Sortie des qualifications en même temps qu'elle obtenait la note de «B» à son examen de sciences, l'Américaine lance son histoire avec Wimbledon lundi. Soucieuse de ne pas se laisser submerger par l’émotion, elle entre sur le court 1 avec la musique à fond dans les oreilles. Avec une assurance déconcertante, elle croque à pleines dents son rendez-vous avec son «héroïne» d’enfance, Venus Williams, à qui elle ne veut pas lâcher la main au filet (6-4 6-4). «Je l’ai remerciée pour tout ce qu’elle a apporté au tennis. Elle a été une source d’inspiration pour tellement de gens, avoue la native d'Atlanta, en larmes après la balle de match. Je l’avais déjà rencontrée mais je n’avais jamais osé lui dire quoi que ce soit. C’était maintenant ou jamais.» Harcelée par son téléphone, inondée de messages, elle prévoit de rester éveillée une bonne partie de la nuit pour répondre au plus grand nombre. «Ma grand-mère m’a appelée, mon frère aussi. Il m’a dit qu’il allait se vanter auprès de tous ses amis (rires). Et il m’a envoyé un texto pour me dire que j’avais passé les 50'000 abonnés sur Instagram.»


Mercredi

Si on n’a pas pu aller voir de nos propres yeux le phénomène contre Venus Williams, il était hors de question de rater sa deuxième sortie en Grand Chelem. Mercredi donc, et toujours sur le court 1, mais avec le toit cette fois-ci, Cori Gauff donne la leçon à la Slovaque Magdalena Rybarikova 6-3 6-3. Mais contrairement à lundi, l’émotion se fait moins ressentir. La «hype» autour de son duel contre Venus Williams était telle que ce deuxième tour face à la demi-finaliste à Church Road en 2017 sonne creux. On sent l’adolescente complètement dans son monde. Elle remporte des points cruciaux mais serre timidement le poing. Comme si, sûr de son fait sur ce match, elle voyait déjà plus loin. «Mon tournoi n’est pas terminé. Mon objectif est de le gagner.» Boum. Ses propos font écho à ce qu’elle a déjà dit deux jours plus tôt. «Je veux être la meilleure.» On lui demande jusqu’où elle se voit aller dans son tableau et de se projeter sur sa rencontre du 3e tour. «Je n’ai aucune idée de ma prochaine adversaire.» Info ou intox, Polona Hercog a dû apprécier.


Vendredi

Non contente de battre tous les records de précocité, Cori Gauff s'apprête à fouler le Center court, «l’un des courts les plus sacrés au monde» pour la première fois de sa vie. A son arrivée sur le mythique gazon, elle reçoit une ovation digne de celles réservées à Roger Federer. Sauf que la fin d’après-midi tourne en eau de boudin. L’Américaine se retrouve menée 6-3 5-2 par Polona Hercog, mais les spectateurs continuent de pousser leur nouvelle favorite.
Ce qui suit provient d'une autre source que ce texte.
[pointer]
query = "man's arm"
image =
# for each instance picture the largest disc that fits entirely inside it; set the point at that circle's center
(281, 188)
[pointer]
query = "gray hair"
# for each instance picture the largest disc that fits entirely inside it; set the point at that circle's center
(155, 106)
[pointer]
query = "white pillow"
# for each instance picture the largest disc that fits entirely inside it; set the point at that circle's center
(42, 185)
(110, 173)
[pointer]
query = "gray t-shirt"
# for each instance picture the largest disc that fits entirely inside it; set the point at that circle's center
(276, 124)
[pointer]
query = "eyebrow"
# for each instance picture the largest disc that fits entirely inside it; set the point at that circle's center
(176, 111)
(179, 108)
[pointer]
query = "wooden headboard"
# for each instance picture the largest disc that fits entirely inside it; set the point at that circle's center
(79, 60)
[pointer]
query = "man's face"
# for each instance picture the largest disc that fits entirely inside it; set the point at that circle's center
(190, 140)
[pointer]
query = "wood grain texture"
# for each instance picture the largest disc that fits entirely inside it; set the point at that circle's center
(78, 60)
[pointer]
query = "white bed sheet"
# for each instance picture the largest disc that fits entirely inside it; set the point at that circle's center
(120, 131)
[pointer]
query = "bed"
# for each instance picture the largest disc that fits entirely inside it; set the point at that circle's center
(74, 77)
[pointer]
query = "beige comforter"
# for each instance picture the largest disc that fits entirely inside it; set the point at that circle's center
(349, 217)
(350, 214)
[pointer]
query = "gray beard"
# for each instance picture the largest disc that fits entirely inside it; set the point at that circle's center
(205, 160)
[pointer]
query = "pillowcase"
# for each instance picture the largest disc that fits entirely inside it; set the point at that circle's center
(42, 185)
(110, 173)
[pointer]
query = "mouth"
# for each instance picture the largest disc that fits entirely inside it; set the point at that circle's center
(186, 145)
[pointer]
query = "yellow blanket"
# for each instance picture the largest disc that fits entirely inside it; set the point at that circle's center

Et forcément, c’était écrit, l’impensable se produit. La gamine sauve deux balles de match et transforme l’arène en fournaise. A chaque point chaud remporté par la 313e joueuse mondiale, c’est du grand délire dans les travées. Simona Halep, qui attend la gagnante de ce match en 8es de finale, est entrée en conférence de presse à 6-3 4-2. La Roumaine lâche qu’elle pense que Polona Hercog va s’imposer et commence vite à se projeter sur sa future adversaire. Trop vite. Car sur le Center court, Coco Gauff renverse définitivement la rencontre. Si son père est comblé en tribunes, sa mère est littéralement dans tous ses états. La conférence de presse suit. «Vous allez jouer Simona (Halep) lundi? Est-ce que vous connaissez bien son jeu?» Réponse. «Je joue qui?» Vivement lundi!